對呷哺呷哺餐飲管理有限公司(以下簡稱“呷哺呷哺”)的中高層員工來說,判斷老板賀光啟的行蹤是個難事。除非董事長賀光啟的座駕停在樓下,否則很難找到他,加上這位臺灣老板對一些重要事宜強調親自過問,想要推進只能等。例如一位來自他家鄉臺北的記者曾經飛到北京希望進行采訪,但由于賀光啟在外地無法給予首肯,只得遺憾飛回去。另外一個讓呷哺呷哺員工困惑的問題是,他們的店鋪究竟有多少。在去年,這家公司旗下小火鍋門店的增速是每六天開一家新店,還出現過一天之內九家店同時啟動的景象。今年,這個計劃是每四天開一家,不到營運部專門親自問問,很難得到截至當天的準確數字。
做老板就像做船長,小船掌舵,大船睡覺。賀光啟沒有安閑度日,據說去年他的很大部分時間都是在全中國飛來飛去,制定市場戰略,今年飛行疆域擴大,改成了滿世界跑。
不過他不變的愛好是充當神秘顧客。呷哺呷哺門店是他的首選會客場所,盡管這里熱氣騰騰、有些喧嘩。賀光啟通常采取就近原則,碰到哪家進哪家,他這樣年齡的顧客坐在二三十歲的學生、白領旁邊,不免有些不協調。在餐飲界有個道理,讓門店員工時刻緊繃神經才能出好的管理效果,門店中只有襯衫上印滿“呷哺呷哺”Logo的門店經理才認識賀光啟,有時經理恰好在后廚,服務員們不知道這個操著一口臺灣普通話,對菜品了如指掌的大叔就是大老板。這身份讓他更容易看到運營中的細節問題,例如制定十年的規矩是否被認真完成,不滿意時的他絕不會立刻暴跳如雷,而是耐心記下后回去補充在新的章程上,做到最高效的查漏補缺。

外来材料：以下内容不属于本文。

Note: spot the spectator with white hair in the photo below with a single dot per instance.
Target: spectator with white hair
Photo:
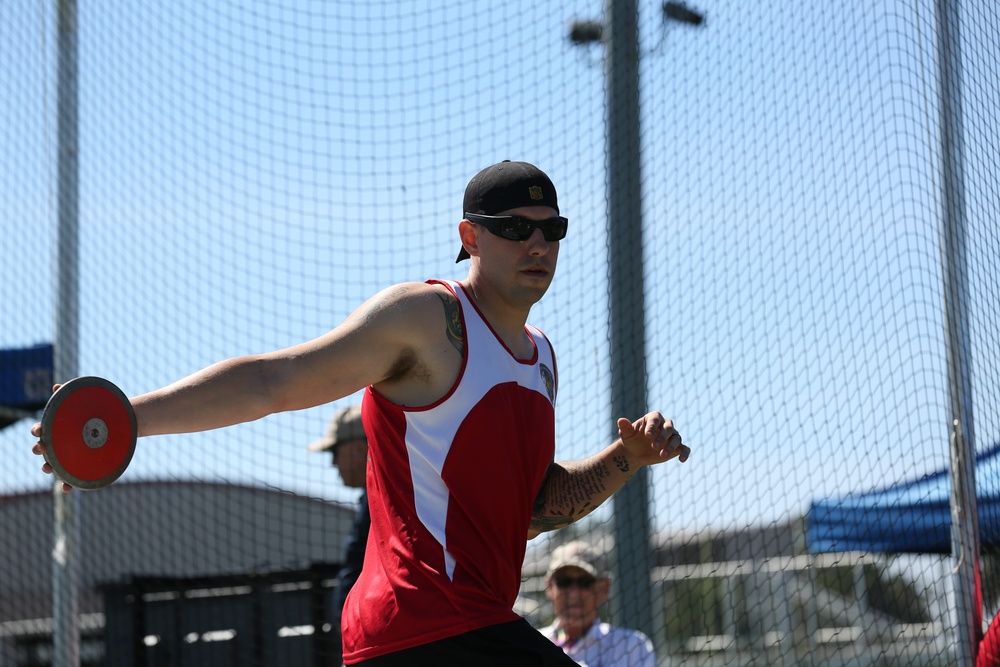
(578, 583)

北京成就了呷哺呷哺作為一方諸侯的夢想。1998年,賀光啟在西單開了第一家店,到如今,這個“小火鍋”品牌一聲不吭在偌大的北京城中瘋狂駐扎。繁華商圈的Shopping mall樓下、大學校園附近,看到標識就能看到門口執著排隊的人;門店桌上的墊紙也顯得與時俱進,上面顯示,呷哺呷哺天津的幾大廣場、購物中心布點,而上海是加大力度的下一個戰場,新建中的購物中心,如虹口區和閔行區的龍之夢也已經“簽約完畢”。
北京130余家店,天津和上海各十幾家,如果按照每日兩餐,賀光啟需要三個月才能結束呷哺呷哺所有門店的神秘顧客之旅。不過他真正的夢想是在整個中國擁有幾千家店,也許那時需要他花幾年時間才能完成他的大工程。
用做珠寶生意的經驗去做火鍋
從呷哺呷哺每家店熱火朝天的勁兒來看,它似乎已經是北京各火鍋品牌難以忽略的對手。但一些火鍋從業者并不愿評價呷哺呷哺,如果追問一句,得到的回答往往是,“不是不屑于對比,而是沒有可比性。”

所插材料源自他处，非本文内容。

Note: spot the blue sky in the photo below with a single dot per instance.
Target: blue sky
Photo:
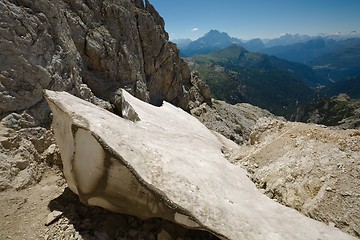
(247, 19)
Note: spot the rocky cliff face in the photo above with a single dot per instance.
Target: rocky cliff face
(90, 49)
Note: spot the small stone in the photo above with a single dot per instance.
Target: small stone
(52, 217)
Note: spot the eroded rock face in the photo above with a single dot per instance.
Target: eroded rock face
(308, 167)
(158, 166)
(90, 49)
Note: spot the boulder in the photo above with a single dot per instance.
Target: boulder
(165, 163)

干凈、快速、方便,這是消費者選擇呷哺呷哺的原因,這恰好與幾年前人們選擇肯德基、麥當勞的理由同出一轍。或許火鍋同行不愿評價呷哺呷哺的原因正在此:呷哺呷哺不能完全算是火鍋,它的身份更像快餐。實際上,這是賀光啟奮斗十年后終于等到的評價,為了達到這個效果,他甚至使用了“逆向生長”這一招,仿效自己原來從事的珠寶生意,讓呷哺呷哺從工廠開始起步。
1993年來到大陸的賀光啟最初選擇了珠寶生意,在一個國內外信息不對稱的時代,他的“金鵝珠寶”擁有北京和東莞兩地工廠,在幾百家國營商場銷售專柜,年銷售額輕松達到數億,每天的應收賬款都在800萬元以上。但這也是個趨于平緩、處于下坡的行業,賀光啟開始尋覓方興未艾的領域。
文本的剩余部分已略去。